Demystifying KerasTuner

Hyperparameter tuning is a pivotal concept in machine learning, be it deep learning or not. For deep learning, KerasTuner is a powerful and easy-to-use package, which can tune any Keras model in any way. Yet, its intricate internal mechanism concealed beneath its API makes users uneasy. This post will demystify its internal implementation and help you understand how KerasTuner accomplishs this feat. I hope that after reading this post, you will feel confident in using KerasTuner, be it for tuning a neural network or any other custom models. If you are an aspiring, hard-working data scientist, this post is a sure read.

Table of Contents

  • The mysterious Hyperparameter class
  • Reimplement KerasTuner, or at least partially
    • A starter
    • Package design
    • A home-made dessert
  • Use KerasTuner to tune Scikit-Learn models

The mysterious Hyperparameter class

If you are following the official KerasTuner guide, you will stumble upon the following code snippet.

from tensorflow import keras
from tensorflow.keras import layers

def build_model(hp):
    model = keras.Sequential()
    model.add(layers.Flatten())
    model.add(
        layers.Dense(
            # Define the hyperparameter.
            units=hp.Int("units", min_value=32, max_value=512, step=32),
            activation="relu",
        )
    )
    model.add(layers.Dense(10, activation="softmax"))
    model.compile(
        optimizer="adam", loss="categorical_crossentropy", metrics=["accuracy"],
    )
    return model

You will unavoidably notice this intricate line: units=hp.Int("units", min_value=32, max_value=512, step=32). Your intuition tells you that the code is assigning a hyperparameter to the number of units in the hidden layer, but you can’t help but think how does the program knows which value to use at each call. Most intriguingly, how can a function produce different values with the exact same arguments?
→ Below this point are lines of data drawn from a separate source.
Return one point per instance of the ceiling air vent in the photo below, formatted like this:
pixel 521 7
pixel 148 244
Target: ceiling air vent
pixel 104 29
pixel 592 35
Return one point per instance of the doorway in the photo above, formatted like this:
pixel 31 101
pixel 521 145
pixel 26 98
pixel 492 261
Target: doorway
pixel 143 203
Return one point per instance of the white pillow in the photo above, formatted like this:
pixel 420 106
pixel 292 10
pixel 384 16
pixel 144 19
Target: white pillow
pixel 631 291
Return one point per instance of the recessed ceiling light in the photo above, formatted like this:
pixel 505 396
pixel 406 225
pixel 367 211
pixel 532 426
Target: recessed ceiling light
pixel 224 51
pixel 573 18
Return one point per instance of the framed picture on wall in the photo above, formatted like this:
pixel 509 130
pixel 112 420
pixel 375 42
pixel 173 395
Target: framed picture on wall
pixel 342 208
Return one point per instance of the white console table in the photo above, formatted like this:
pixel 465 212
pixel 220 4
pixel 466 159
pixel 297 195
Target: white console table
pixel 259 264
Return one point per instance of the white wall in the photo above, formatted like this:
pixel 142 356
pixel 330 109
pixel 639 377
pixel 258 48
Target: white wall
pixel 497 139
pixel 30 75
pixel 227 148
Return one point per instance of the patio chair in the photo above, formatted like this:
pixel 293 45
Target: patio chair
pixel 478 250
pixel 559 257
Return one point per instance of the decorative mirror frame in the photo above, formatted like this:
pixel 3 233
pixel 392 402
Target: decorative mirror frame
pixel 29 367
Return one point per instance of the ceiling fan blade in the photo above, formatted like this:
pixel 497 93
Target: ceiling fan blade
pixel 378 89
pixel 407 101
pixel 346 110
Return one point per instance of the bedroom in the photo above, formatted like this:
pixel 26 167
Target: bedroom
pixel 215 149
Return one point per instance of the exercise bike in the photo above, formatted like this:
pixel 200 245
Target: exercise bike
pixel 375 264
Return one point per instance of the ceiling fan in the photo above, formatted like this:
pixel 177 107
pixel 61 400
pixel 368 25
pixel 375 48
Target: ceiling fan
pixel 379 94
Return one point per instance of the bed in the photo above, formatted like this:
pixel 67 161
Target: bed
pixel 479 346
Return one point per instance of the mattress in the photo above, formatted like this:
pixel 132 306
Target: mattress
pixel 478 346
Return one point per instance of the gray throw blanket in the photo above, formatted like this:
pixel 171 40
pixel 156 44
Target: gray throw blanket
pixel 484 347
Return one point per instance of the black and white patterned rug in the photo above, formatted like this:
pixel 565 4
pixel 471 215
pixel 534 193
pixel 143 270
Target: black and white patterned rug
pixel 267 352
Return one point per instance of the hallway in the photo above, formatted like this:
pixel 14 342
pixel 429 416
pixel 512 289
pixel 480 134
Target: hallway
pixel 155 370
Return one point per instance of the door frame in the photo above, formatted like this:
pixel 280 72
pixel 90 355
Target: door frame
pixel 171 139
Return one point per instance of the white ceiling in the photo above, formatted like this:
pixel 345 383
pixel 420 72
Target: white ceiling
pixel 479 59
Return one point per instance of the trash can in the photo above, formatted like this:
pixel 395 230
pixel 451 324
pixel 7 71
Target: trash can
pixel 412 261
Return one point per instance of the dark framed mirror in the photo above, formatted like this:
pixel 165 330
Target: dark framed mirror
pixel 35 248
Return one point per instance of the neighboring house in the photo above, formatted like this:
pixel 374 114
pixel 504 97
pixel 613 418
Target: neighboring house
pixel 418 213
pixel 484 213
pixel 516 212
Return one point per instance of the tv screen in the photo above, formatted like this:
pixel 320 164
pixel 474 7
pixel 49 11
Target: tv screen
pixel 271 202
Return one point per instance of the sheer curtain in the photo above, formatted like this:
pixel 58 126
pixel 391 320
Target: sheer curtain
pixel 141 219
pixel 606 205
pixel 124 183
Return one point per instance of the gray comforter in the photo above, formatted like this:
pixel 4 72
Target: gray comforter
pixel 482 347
The official guide did a poor job to ease you by telling you that hp.Int() is just a function “returning actual values.”

>>> hp = keras_tuner.HyperParameters()
>>> print(hp.Int("units", min_value=32, max_value=512, step=32))
32

You run the above code multiple time, but it returns 32 at each occasion. You can’t help but start to question the legitimacy of this package: Is this package trolling you?

In the following, I will reassure you that it is not trolling you. Indeed, I will teach you how it is implemented.

Reimplement KerasTuner, or at least partially

A starter dish

Let us first solve this mystery: how can a function return different values with the exact same arguments?

The caveat here is that a function in the sense of programming is not the same as one in the sense of mathematics. In mathematics, a function such as $\sin(x)$ with the same $x$ will always give the same value. This property is called statelessness. In programming, however, it is possible and easy to build a stateful function. The pseudorandom number generator is such an example.

>>> import numpy as np
>>> np.random.rand()
0.09735248922580608

>>> np.random.rand()
0.22875803951336515

The following is more complex example using closure. (You can achieve the same effect with a class, but I just want to use this example to show off.)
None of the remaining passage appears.